Uma das boas surpresas do festival veio da conturbada Bolívia, país de origem do espetáculo "En un Sol Amarillo", criação da companhia Teatro de los Andes, fundada em 1991 na cidade de Yotala, situada a 300 quilômetros de La Paz. Com texto e direção de César Brie, essa montagem tem como trágica matéria-prima uma série de depoimentos colhidos pelos atores em comunidades como Aiquile, Totora e Mizque sobre os sofrimentos causados por um forte terremoto que atingiu a região na noite de 22 de maio de 1998. Diante da quantidade de mortos e da completa destruição de milhares de moradias, a comunidade internacional enviou cerca de US$ 30 milhões ao país. Logo começaram as denúncias de desvios dessa ajuda.
Voz da comunidade
"En un Sol Amarillo, Memórias de un Temblor" (Em um Sol Amarelo, Memórias de um Terremoto) é uma construção poética inspirada nesse acontecimento. É obra relevante por sua temática. Ao dar voz à comunidade, amplia a compreensão sobre a crise política atual, uma vez que nos mostra um acúmulo de indignação que sem dúvida cria barreiras ao diálogo entre poder público e população. Mas Sol Amarelo, remissão à poeira que tudo cobria na manhã seguinte à tragédia, é sobretudo bom teatro.
Transcende ao fato. Fala de seres humanos em sua miséria e sua grandeza, na interpretação de quatro bons atores, em cenas bem construídas com recursos simples, como molduras de janelas e portas que se movem por todo o palco, penduradas por fios.
No primeiro ato, compartilhamos a tragédia do terremoto, as perdas, mas também a solidariedade entre vizinhos. No segundo os terríveis efeitos da corrupção em todos os níveis.

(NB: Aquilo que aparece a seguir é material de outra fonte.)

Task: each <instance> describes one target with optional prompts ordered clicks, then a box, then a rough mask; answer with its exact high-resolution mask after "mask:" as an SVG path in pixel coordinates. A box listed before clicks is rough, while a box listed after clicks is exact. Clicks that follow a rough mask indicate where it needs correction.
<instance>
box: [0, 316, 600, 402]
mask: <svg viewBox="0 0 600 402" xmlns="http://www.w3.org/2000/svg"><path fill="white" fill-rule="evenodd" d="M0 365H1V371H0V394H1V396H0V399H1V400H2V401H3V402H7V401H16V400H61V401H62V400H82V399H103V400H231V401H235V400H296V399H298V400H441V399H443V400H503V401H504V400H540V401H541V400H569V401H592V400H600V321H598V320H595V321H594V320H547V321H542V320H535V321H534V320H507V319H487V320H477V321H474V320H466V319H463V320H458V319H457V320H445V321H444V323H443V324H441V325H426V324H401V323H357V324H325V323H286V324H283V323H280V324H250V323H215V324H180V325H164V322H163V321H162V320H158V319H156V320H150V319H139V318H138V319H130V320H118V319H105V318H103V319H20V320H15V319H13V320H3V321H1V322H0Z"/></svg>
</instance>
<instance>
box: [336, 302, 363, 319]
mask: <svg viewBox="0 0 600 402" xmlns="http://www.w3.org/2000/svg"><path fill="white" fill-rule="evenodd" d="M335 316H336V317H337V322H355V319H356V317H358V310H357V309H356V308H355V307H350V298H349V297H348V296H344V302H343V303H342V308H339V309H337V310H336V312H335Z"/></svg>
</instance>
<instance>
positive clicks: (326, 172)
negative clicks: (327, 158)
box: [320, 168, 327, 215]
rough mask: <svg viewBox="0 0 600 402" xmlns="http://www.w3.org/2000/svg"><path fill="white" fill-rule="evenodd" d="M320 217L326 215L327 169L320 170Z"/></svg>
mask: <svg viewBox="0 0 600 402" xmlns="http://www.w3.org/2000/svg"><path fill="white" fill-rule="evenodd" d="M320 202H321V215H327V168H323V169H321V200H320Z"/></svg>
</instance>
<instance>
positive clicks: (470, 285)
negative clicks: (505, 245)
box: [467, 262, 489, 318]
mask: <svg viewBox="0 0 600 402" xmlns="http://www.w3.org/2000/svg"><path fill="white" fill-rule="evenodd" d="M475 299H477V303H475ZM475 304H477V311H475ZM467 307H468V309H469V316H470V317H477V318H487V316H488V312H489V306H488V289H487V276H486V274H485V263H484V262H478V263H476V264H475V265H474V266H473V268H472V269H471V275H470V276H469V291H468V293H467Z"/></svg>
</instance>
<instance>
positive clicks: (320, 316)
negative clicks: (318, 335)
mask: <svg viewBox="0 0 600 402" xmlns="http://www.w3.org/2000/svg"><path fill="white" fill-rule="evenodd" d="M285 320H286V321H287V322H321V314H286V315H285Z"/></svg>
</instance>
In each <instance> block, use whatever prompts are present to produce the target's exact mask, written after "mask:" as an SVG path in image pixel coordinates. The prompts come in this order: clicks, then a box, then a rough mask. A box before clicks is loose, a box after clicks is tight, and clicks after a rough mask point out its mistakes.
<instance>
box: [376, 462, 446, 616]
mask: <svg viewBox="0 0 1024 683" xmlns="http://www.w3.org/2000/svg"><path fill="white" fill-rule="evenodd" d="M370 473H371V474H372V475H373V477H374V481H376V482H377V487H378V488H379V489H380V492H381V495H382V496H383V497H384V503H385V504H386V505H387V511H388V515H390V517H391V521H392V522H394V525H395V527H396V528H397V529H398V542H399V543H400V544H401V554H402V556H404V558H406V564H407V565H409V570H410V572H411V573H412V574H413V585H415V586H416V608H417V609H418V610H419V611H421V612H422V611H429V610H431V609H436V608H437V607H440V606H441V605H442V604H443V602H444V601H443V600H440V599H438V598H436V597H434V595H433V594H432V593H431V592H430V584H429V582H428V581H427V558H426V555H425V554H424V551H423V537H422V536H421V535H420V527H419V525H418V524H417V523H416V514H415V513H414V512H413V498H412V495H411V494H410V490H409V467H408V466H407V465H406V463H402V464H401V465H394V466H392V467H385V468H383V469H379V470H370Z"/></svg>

Se engenheiros e autoridades chegam a desviar milhões para suas contas bancárias particulares, a população sofre mais ainda com o pequeno poder. Por exemplo, soldados deslocados para proteger a população violam meninas e mulheres. Não se trata de mera especulação. O grupo põe à venda, ao fim do espetáculo, uma publicação com o texto da peça e também com a relação de todos os processos judiciais nesse caso, com nomes e cargos dos envolvidos, alguns já condenados.
Com poucos recursos, o grupo cria imagens eloqüentes, por exemplo, o desenho de uma menina feito com areia – desses infantis, feitos com pouco traços – sobre o tampo de uma mesa.
A figura se desfaz lentamente, como que soprada por um vento, enquanto o pai chora essa perda. "A dor da gente não sai no jornal", canta Chico Buarque no verso de uma de suas canções. A contundência desse espetáculo reside nesse olhar agudo de que só a arte é capaz. Mas ele não se estende às autoridades e à imprensa, propositalmente tratados de forma caricatural, personagens de comédia pastelão, o que contribui para que o espetáculo escape do panfletário. Nenhum nome de corrupto aparece no palco. Lugar de denúncia é nos tribunais. O Teatro de Los Andes aposta na força transformadora da arte sobre o imaginário.